Since a small proportion of immature neurons in the adult rodent PCX layer II was found positive for NG2, a marker of polydendrocytes or oligodendrocyte progenitor cells (Gómez-Climent et al., 2008; Rubio et al., 2015), we also performed a DCX/NG2 double fluorescence immunohistochemistry. Our results excluded this eventuality, since none of the DCX expressing cells in layer II were positive for NG2 (Figure 5C).

In order to know whether some of the immature neurons in the human cerebral cortex layer II corresponded to microglial cells and to investigate whether there was a spatial relationship between them, we used an anti-IBA1 antibody. Due to species incompatibility between the anti-IBA1 and the anti-DCX antibody, we visualized the immature cells using a combination of anti-PSA-NCAM and anti-CTIP2 antibodies, avoiding thus the detection of PSA-NCAM + mature interneurons. None of the PSA-NCAM+/CTIP2+ cells expressed IBA1 (Figure 5D). Interestingly, we observed processes expressing IBA1 closely apposed to the somata of PSA-NCAM+/CTIP2+ cells (Figure 5E).

Discussion

In this work, we have provided evidence of a population of immature neurons in the human cerebral cortex layer II, have described their distribution in all the cortical lobes and have defined their phenotype and lineage.

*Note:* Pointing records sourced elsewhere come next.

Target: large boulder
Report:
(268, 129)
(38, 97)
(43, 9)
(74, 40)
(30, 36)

The present study generalizes the spatially restricted description of these cells provided by previous studies in humans to the whole cortex: frontal, temporal, parietal, and occipital lobes. A single band of PSA-NCAM expressing cells was described for the first time in the entorhinal cortex in post-mortem samples of early infants (Dhúill et al., 1999). DCX expressing cells have been also found in adult human cortical samples of a wide age range (Cai et al., 2009); these cells, which showed a morphology resembling those described in our study, were identified only in the temporal and frontal cortices. DCX + cells were also found in these cortices in pediatric epilepsy surgical samples (Srikandarajah et al., 2009) and DCX + and PSA-NCAM + cells have been recently described in the parahippocampal gyrus of humans of different ages (Sorrells et al., 2021). By analogy with what occurs in other large-brained mammals (La Rosa et al., 2020), in which the number of immature neurons significantly increases in association with brain size, it may be presumed that the total number of immature neurons in the human brain must be high if one considers the linear density of these cells and their density per area when compared with NeuN + neurons (around 0.7%).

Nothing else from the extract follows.